Demut war einst eine hohe christliche Tugend. Sie bezeichnete das Verhältnis des demütigen, schwachen Menschen zum allmächtigen Gott hoch über ihm. Im Laufe der Zeit büsste sie ihre Bedeutung ein. Heute führt man diese Tugend in abgeschwächter Form zu Public-Relations-Zwecken recht unverbindlich auf den medialen Boulevards spazieren. Es scheint, dass man eine moralische Haltung simulieren will. Die ideologische Rede von der Demut oszilliert in der Unschärfe von Bedeutungen wie Dankbarkeit, Ergebenheit, Bescheidenheit, Selbsteinschätzung. Ein Vorschlag zur Güte: Wie wäre es, wenn in Politik, Wirtschaft und Sport z.B. einfach nur ein bisschen mehr Anstand eingefordert würde? Dann könnte man sich das pseudomoralische Gerede schenken. Der ehemalige deutsche Politiker Wolfgang Thierse hat auf den Punkt gebracht, was im Konkurrenzkampf Sache ist: «Demütig muss man sein, und wer es ist, spricht im Normalfall nicht darüber.»
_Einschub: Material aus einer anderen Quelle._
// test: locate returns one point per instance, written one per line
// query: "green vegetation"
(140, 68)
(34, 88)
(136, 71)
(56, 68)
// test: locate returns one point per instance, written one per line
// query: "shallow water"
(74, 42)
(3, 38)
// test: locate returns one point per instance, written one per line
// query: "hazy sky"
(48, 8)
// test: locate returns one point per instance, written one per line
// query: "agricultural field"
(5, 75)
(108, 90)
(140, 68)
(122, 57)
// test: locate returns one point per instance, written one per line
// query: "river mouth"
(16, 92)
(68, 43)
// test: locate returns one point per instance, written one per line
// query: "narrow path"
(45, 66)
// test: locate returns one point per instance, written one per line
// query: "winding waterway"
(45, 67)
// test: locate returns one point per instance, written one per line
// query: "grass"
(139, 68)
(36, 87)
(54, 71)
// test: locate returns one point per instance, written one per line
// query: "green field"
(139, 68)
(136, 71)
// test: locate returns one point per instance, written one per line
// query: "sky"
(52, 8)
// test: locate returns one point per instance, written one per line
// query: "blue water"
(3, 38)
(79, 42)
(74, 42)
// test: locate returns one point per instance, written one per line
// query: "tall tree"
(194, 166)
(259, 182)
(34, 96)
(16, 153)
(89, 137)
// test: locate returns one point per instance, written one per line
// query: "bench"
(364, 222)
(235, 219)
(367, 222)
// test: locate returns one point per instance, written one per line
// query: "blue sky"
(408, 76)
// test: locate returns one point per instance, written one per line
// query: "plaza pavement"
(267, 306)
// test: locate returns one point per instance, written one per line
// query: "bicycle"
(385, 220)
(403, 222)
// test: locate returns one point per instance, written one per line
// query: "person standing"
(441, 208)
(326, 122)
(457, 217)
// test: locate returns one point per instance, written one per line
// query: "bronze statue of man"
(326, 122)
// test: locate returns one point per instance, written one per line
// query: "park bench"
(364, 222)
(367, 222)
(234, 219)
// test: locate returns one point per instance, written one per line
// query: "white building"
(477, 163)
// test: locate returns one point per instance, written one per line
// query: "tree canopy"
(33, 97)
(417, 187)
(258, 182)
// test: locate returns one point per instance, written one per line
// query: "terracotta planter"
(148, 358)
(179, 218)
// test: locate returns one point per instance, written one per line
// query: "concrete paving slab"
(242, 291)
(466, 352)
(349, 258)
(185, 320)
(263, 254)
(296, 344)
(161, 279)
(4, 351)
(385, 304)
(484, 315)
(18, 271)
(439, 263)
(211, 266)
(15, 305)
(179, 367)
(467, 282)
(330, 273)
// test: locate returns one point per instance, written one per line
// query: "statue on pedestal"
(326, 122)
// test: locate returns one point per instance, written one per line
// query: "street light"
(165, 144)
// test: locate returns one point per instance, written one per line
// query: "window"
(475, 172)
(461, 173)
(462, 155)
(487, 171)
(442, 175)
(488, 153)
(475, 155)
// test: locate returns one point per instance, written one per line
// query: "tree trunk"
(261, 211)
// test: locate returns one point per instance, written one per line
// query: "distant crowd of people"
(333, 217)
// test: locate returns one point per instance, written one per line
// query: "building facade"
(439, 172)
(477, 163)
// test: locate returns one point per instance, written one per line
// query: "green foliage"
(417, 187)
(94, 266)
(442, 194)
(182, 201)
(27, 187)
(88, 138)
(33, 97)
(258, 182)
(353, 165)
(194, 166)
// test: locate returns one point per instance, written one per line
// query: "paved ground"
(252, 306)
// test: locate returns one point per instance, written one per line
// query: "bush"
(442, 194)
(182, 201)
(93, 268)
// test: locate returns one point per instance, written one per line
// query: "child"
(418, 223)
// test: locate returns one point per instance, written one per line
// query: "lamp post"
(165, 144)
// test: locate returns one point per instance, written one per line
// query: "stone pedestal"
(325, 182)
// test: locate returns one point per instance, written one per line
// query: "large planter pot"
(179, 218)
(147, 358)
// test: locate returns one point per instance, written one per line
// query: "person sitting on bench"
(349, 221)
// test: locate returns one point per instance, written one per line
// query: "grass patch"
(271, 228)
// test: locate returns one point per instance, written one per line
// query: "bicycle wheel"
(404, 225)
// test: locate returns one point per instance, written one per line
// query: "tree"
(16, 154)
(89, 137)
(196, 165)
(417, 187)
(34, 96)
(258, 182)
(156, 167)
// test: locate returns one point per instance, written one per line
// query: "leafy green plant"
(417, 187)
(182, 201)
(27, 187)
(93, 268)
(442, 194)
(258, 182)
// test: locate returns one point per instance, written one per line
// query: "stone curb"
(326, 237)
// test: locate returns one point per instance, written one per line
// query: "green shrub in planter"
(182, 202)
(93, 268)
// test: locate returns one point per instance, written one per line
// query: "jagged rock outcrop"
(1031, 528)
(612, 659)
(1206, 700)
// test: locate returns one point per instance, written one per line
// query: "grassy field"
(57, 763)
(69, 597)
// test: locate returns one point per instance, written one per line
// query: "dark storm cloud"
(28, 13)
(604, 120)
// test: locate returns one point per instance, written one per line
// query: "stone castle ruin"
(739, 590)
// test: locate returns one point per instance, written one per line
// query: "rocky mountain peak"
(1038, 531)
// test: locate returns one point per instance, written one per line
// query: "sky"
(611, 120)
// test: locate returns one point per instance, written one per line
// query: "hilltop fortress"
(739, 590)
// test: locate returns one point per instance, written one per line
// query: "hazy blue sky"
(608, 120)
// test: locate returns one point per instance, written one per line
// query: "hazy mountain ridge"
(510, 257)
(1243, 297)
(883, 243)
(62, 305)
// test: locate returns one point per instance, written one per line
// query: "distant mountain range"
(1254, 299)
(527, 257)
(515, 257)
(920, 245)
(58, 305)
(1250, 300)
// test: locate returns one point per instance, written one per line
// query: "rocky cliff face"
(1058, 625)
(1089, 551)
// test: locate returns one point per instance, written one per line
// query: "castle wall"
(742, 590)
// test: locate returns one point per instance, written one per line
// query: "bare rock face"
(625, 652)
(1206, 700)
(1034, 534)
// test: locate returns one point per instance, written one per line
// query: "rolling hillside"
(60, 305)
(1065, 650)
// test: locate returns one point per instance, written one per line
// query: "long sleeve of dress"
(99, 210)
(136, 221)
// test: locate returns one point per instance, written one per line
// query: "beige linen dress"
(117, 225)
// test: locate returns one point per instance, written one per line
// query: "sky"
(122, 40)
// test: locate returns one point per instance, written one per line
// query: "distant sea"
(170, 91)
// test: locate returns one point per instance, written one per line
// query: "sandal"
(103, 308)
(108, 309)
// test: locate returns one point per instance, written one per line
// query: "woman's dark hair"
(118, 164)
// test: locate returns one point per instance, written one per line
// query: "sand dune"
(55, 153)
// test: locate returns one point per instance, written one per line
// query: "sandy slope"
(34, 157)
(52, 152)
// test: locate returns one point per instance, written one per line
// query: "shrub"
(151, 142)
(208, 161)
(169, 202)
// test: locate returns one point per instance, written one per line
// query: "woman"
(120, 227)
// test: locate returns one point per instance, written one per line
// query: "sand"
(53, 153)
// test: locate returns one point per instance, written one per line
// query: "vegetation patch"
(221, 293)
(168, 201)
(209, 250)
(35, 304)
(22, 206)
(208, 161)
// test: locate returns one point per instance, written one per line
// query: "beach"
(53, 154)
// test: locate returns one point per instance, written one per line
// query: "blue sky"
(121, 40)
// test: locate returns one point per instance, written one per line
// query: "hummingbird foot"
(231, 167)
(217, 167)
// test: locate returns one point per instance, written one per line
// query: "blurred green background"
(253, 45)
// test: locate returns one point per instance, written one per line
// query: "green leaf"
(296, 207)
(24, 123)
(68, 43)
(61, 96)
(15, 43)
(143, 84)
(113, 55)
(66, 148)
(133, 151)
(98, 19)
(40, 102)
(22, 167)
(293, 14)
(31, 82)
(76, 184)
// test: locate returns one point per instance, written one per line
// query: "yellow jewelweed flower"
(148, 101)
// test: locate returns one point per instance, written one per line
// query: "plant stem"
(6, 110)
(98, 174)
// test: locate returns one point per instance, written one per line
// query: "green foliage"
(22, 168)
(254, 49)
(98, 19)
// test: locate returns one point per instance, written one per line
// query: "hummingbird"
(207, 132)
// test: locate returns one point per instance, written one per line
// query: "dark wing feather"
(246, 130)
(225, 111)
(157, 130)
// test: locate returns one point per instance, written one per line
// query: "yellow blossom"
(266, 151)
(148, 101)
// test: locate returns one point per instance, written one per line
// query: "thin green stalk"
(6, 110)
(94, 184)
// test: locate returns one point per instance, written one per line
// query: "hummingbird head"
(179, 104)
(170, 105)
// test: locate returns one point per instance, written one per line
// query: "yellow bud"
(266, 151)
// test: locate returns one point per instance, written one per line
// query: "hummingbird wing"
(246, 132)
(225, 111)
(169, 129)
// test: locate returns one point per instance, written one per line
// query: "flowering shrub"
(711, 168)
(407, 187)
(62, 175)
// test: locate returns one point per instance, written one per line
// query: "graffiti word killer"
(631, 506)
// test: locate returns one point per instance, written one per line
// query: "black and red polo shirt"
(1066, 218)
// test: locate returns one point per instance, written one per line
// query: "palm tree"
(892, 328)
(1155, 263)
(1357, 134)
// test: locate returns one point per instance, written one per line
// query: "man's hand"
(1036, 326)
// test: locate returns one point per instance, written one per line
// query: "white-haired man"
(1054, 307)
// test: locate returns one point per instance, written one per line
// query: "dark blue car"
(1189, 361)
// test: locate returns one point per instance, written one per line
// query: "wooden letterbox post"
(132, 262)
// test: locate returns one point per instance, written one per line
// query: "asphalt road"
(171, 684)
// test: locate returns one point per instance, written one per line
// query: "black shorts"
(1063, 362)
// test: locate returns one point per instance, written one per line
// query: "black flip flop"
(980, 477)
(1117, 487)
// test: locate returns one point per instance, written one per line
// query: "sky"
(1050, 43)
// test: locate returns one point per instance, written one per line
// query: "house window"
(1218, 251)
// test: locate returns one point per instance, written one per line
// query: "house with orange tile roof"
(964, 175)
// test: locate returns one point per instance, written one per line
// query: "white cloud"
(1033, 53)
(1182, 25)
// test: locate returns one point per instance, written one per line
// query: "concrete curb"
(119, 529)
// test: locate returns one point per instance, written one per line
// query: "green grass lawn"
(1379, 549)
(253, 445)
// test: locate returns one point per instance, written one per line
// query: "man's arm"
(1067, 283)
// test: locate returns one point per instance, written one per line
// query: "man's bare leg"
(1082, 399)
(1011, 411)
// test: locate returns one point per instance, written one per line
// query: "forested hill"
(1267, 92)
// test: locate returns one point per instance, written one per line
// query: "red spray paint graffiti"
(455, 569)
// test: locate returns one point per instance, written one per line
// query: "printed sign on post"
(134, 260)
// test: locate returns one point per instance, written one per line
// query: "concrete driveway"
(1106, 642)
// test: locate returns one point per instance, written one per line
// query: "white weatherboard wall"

Themenbezogene Interessenbindung der Autorin/des Autors

Heinrich Vogler. Geboren 1950 in Basel. Studium der Germanistik, Geschichte und Philosophie der Politik. War Journalist / Redaktor bei Radio DRS und SRF 2 Kultur. Arbeitete als Kultur- sowie jahrelang als Literaturredaktor. Bis zur Pensionierung Ende 2015. War freier Literaturkritiker für Berner Zeitung, Tages-Anzeiger und NZZ.

  • Unter «kontertext» schreibt eine externe Gruppe Autorinnen und Autoren über Medien und Politik. Sie greift Beiträge aus Medien auf und widerspricht aus politischen, journalistischen, inhaltlichen oder sprachlichen Gründen. Zur Gruppe gehören u.a. Bernhard Bonjour, Rudolf Bussmann, Silvia Henke, Anna Joss, Mathias Knauer, Guy Krneta, Corina Lanfranchi, Johanna Lier, Alfred Schlienger, Felix Schneider, Linda Stibler, Ariane Tanner, Heini Vogler, Rudolf Walther.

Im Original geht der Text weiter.